Fillette de sept ans décédée à Laval: sa mère ne l’a pas ébouillantée à mort

Camille Payant | Journal de Montréal
Une fillette de 7 ans que l’on croyait avoir été ébouillantée et battue à mort à Laval se serait plutôt infligé les blessures qui se sont avérées mortelles lors d’une crise, selon ce qui a été présenté au procès de sa mère.
D’abord accusée de négligence criminelle ayant causé la mort et de voies de fait, la femme de 37 ans a finalement plaidé coupable jeudi matin au palais de justice de Laval à une accusation réduite d’avoir omis de fournir les choses nécessaires à l’existence de sa fille.
La dame originaire d’Asie centrale, qu’on ne peut nommer en raison d’un interdit de publication, évite ainsi un procès devant jury qui devait débuter le mois prochain.
L’affaire avait fait grand bruit en janvier 2021 lors du décès de l’enfant. Or, le résumé des faits remis au tribunal dévoile une version cauchemardesque des mois précédant le drame qui tranche avec ce qui avait été rendu public à l’époque.
Troubles de comportement
Selon les faits exposés en cour, la fillette avait d’importants troubles de comportement depuis l’âge de cinq ans. Elle disait notamment qu’elle aimait se faire mal et verbalisait son désir de tuer sa petite sœur.
«Elle ne peut pas parler ouvertement des problèmes de sa fille avec les membres de sa communauté en raison des jugements que cela pourrait occasionner», peut-on lire au sujet de la mère dans l’exposé conjoint des faits.
Puis l’enfant est devenue de plus en plus anxieuse et agressive en raison du confinement. La fillette a alors commencé à frapper à répétition au visage sa mère, qui n’arrivait pas à la contrôler.
Elle est alors «épuisée et à bout de ressources», a lu la procureure de la Couronne, Me Karine Dalphond, devant l’accusée, le visage rougi par les pleurs.
La situation entre l’accusée et sa fille a continué de se dégrader au point où, à l’automne 2020, la victime refusait tout contact avec sa mère. Celle-ci lui interdisait même de la regarder et lui ordonnait de demeurer enfermée dans sa chambre.
Quelques semaines avant la mort de la fillette, sa mère a été vue dans un magasin, le visage complètement tuméfié et couvert d’ecchymoses, résultat des crises de son enfant.

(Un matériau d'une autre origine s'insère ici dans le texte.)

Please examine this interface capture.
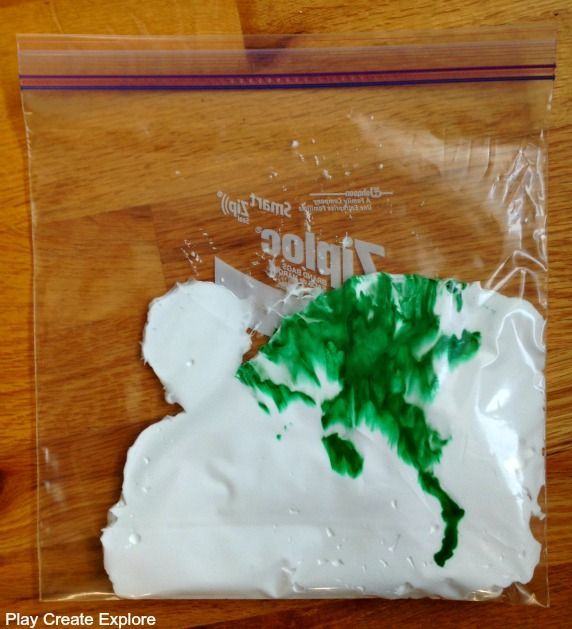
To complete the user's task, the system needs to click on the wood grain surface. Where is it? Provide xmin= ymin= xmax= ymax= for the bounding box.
xmin=0 ymin=0 xmax=572 ymax=628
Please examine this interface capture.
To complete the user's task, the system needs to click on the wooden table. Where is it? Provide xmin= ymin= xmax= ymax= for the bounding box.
xmin=0 ymin=0 xmax=572 ymax=628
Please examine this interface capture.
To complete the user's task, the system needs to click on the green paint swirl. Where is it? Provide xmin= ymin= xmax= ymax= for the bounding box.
xmin=237 ymin=273 xmax=480 ymax=566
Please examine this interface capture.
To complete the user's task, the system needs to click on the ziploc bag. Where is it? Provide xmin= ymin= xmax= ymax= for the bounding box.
xmin=19 ymin=28 xmax=555 ymax=604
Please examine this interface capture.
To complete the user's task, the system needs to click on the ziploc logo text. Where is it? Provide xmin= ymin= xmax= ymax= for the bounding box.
xmin=256 ymin=227 xmax=385 ymax=288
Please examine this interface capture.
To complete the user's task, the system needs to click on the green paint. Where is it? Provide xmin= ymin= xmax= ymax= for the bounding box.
xmin=445 ymin=280 xmax=467 ymax=312
xmin=238 ymin=361 xmax=315 ymax=413
xmin=322 ymin=432 xmax=363 ymax=478
xmin=237 ymin=273 xmax=480 ymax=566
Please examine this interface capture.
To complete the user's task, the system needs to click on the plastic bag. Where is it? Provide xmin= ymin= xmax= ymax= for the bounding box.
xmin=19 ymin=28 xmax=555 ymax=604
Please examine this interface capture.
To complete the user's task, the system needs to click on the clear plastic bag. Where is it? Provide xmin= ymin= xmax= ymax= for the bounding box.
xmin=19 ymin=28 xmax=555 ymax=604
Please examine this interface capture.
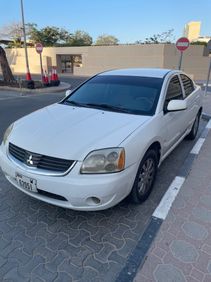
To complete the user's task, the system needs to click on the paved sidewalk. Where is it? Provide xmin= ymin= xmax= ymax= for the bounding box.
xmin=134 ymin=93 xmax=211 ymax=282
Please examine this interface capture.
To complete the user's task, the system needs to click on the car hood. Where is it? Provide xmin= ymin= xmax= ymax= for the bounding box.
xmin=9 ymin=104 xmax=150 ymax=160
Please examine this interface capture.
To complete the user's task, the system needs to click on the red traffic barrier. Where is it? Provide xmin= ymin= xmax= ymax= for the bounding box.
xmin=44 ymin=70 xmax=49 ymax=86
xmin=50 ymin=67 xmax=60 ymax=86
xmin=54 ymin=68 xmax=59 ymax=81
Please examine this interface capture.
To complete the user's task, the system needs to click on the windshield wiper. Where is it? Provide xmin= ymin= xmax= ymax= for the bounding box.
xmin=85 ymin=103 xmax=130 ymax=113
xmin=64 ymin=100 xmax=86 ymax=107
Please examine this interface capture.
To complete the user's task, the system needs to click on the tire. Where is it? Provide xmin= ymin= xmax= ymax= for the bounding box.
xmin=129 ymin=150 xmax=158 ymax=204
xmin=186 ymin=113 xmax=200 ymax=140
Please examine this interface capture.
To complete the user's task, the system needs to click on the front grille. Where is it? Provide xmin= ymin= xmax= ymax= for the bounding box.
xmin=9 ymin=143 xmax=74 ymax=173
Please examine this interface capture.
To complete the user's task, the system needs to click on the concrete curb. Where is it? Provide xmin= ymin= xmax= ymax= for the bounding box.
xmin=0 ymin=82 xmax=71 ymax=96
xmin=116 ymin=113 xmax=211 ymax=282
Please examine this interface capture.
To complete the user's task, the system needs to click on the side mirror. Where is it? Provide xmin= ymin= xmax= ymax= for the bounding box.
xmin=167 ymin=100 xmax=187 ymax=112
xmin=65 ymin=89 xmax=72 ymax=97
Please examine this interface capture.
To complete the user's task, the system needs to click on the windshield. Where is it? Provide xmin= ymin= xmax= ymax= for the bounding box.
xmin=62 ymin=75 xmax=163 ymax=115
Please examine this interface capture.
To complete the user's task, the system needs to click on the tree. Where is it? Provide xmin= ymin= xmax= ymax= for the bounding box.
xmin=68 ymin=30 xmax=92 ymax=46
xmin=95 ymin=34 xmax=119 ymax=45
xmin=135 ymin=29 xmax=174 ymax=44
xmin=29 ymin=26 xmax=71 ymax=47
xmin=0 ymin=46 xmax=15 ymax=83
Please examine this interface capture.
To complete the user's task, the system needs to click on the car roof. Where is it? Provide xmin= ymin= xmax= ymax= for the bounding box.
xmin=99 ymin=68 xmax=173 ymax=78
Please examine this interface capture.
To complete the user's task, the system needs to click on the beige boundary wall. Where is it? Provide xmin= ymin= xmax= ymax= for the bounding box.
xmin=6 ymin=44 xmax=209 ymax=80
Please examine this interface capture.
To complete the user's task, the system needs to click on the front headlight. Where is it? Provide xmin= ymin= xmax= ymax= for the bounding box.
xmin=80 ymin=148 xmax=125 ymax=173
xmin=3 ymin=123 xmax=14 ymax=145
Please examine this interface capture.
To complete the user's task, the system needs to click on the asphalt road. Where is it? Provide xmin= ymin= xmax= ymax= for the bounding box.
xmin=0 ymin=78 xmax=205 ymax=282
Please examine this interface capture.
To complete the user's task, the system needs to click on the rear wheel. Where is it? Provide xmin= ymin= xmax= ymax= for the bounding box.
xmin=187 ymin=113 xmax=200 ymax=140
xmin=130 ymin=150 xmax=158 ymax=204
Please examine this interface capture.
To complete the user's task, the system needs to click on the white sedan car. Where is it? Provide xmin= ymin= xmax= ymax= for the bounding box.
xmin=0 ymin=69 xmax=202 ymax=210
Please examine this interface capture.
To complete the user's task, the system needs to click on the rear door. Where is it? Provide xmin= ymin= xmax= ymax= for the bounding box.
xmin=162 ymin=75 xmax=186 ymax=154
xmin=180 ymin=74 xmax=201 ymax=128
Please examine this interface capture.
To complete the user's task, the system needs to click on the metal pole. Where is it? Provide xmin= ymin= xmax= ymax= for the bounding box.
xmin=178 ymin=51 xmax=183 ymax=70
xmin=21 ymin=0 xmax=31 ymax=80
xmin=204 ymin=58 xmax=211 ymax=95
xmin=40 ymin=53 xmax=43 ymax=82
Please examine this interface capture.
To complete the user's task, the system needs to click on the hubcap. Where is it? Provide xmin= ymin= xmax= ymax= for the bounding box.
xmin=138 ymin=158 xmax=155 ymax=196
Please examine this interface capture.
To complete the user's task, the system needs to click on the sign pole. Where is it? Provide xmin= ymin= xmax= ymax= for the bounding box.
xmin=35 ymin=43 xmax=45 ymax=83
xmin=176 ymin=37 xmax=190 ymax=70
xmin=178 ymin=51 xmax=183 ymax=70
xmin=204 ymin=58 xmax=211 ymax=95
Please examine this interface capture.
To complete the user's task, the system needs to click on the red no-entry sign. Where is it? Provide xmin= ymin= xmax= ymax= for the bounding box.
xmin=176 ymin=37 xmax=190 ymax=70
xmin=35 ymin=43 xmax=43 ymax=54
xmin=176 ymin=37 xmax=190 ymax=52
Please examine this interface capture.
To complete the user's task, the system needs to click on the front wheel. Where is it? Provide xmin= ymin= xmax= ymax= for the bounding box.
xmin=186 ymin=113 xmax=200 ymax=140
xmin=130 ymin=150 xmax=158 ymax=204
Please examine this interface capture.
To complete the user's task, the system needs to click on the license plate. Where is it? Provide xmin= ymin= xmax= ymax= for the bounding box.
xmin=16 ymin=173 xmax=37 ymax=192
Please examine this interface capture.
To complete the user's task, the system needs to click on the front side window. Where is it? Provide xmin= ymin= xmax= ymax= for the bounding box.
xmin=63 ymin=75 xmax=163 ymax=115
xmin=180 ymin=74 xmax=194 ymax=97
xmin=166 ymin=75 xmax=183 ymax=102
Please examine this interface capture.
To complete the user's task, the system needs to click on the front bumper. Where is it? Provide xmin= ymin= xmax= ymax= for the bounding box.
xmin=0 ymin=145 xmax=137 ymax=211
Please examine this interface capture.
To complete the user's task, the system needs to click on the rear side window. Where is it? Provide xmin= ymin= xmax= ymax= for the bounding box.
xmin=180 ymin=74 xmax=194 ymax=97
xmin=166 ymin=75 xmax=183 ymax=102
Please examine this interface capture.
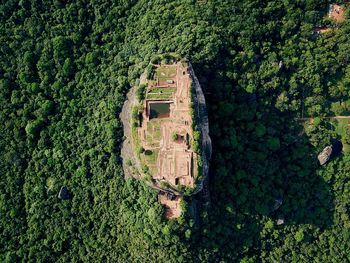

Au moment où une connaissance tente d’aborder la mère, la fillette «se met à la frapper en lui donnant de forts coups de poing et en lui disant d’arrêter de parler», peut-on lire aussi dans l’exposé conjoint des faits.
Jours fatidiques
Le 31 décembre 2020, l’accusée a vu le chandail de sa fille taché de sang dans le lavabo de sa salle de bain.
«Elle se dit qu’elle est peut-être blessée, mais n’ose pas sortir de sa chambre pour le demander de peur d’engendrer une crise», a-t-on expliqué à la cour.
À trois reprises au cours des 72 heures suivantes, une membre de la famille, qui habitait sous le même toit et qui prenait habituellement soin de la victime, a demandé à l’accusée d’aller à la pharmacie afin d’acheter des bandages et de l’eau saline.
Questionnée à savoir ce qui s’était produit, la femme qui prenait soin de l’enfant a répondu que la victime «s’est fait ça toute seule dans la douche du sous-sol et ajoute qu’il s’agit probablement d’une réaction de peau à l’eau chaude».
L’accusée n’a pas posé plus de questions et n’a fait aucune démarche auprès de sa fille, qu’elle a vue de dos une seule fois.
Elle a revu pour la première fois son enfant le 3 janvier 2021, lorsque l’enfant est amenée au pied de son lit. La petite était alors déjà décédée.
L’accusée a appelé le 911 plusieurs minutes plus tard, après être allée porter sa plus jeune fille chez des connaissances.
La victime est alors emmenée à l’hôpital, où son décès est officiellement constaté. Selon l’autopsie, celui-ci a été causé par des «brûlures très sévères s’étendant sur 70 % de son corps». Ces dernières sont compatibles avec des brûlures causées par l’eau chaude.
La petite sœur de la victime a toutefois révélé, plusieurs mois plus tard, que la femme qui prenait soin de sa sœur «la pinçait et pouvait lui mettre de l’eau chaude sur le corps».
L’enquête policière est toujours en cours, mais aucun autre membre de la famille n’a été accusé dans cette affaire.
La Couronne a demandé une peine d’emprisonnement de deux ans moins un jour, tandis que la défense a plutôt plaidé pour une sentence suspendue assortie de travaux communautaires.
Le juge Yvan Poulin rendra sa sentence en avril prochain.